# Living In Nova Scotia



## MotormanTM (Aug 7, 2011)

Hi there
My wife and I are currently living in Happy Valley-Goose Bay in Labrador and are seriously looking at moving to Nova Scotia at the start of next year. We would be very greatful if people could post things good and bad about where they live in the province. This would be really appreciated. Alternatively, you can email ajswilson @ gmail. com with your stories. We are looking at settling in NS and want to make the right decision. It ticks so many boxes for us but we need to be sure.
Thanks
Andy


----------



## Yerdouj (Sep 20, 2011)

MotormanTM said:


> Hi there
> My wife and I are currently living in Happy Valley-Goose Bay in Labrador and are seriously looking at moving to Nova Scotia at the start of next year. We would be very greatful if people could post things good and bad about where they live in the province. This would be really appreciated. Alternatively, you can email ajswilson @ gmail. com with your stories. We are looking at settling in NS and want to make the right decision. It ticks so many boxes for us but we need to be sure.
> Thanks
> Andy


It really depends on what you consider good and bad about living somewhere. We moved to Nova Scotia from Ontario (Ottawa) and haven't looked back. The wages are lower and the taxes are higher (which is somewhat compensated for by lower housing costs) but the people here are so much friendlier, and we love living near the ocean. 

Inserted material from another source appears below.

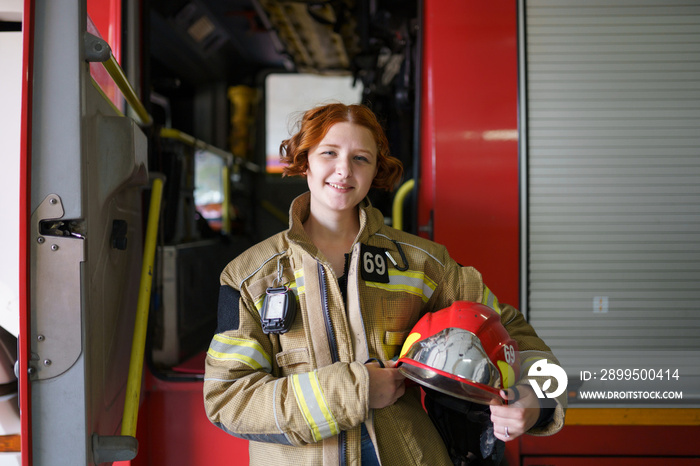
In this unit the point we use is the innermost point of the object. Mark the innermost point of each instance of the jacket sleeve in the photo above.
(465, 283)
(244, 396)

We have an apartment in Dartmouth because my husband and I both work in the city, but our home is just outside Tatamagouche (north Colchester County). They're both great places to live in different ways. The thing about Nova Scotia is, I meet people from all over the province and they all think they live in the best part!

If you have any more specific questions or if there's a particular area you're looking at I'd be happy to tell you what I can.


----------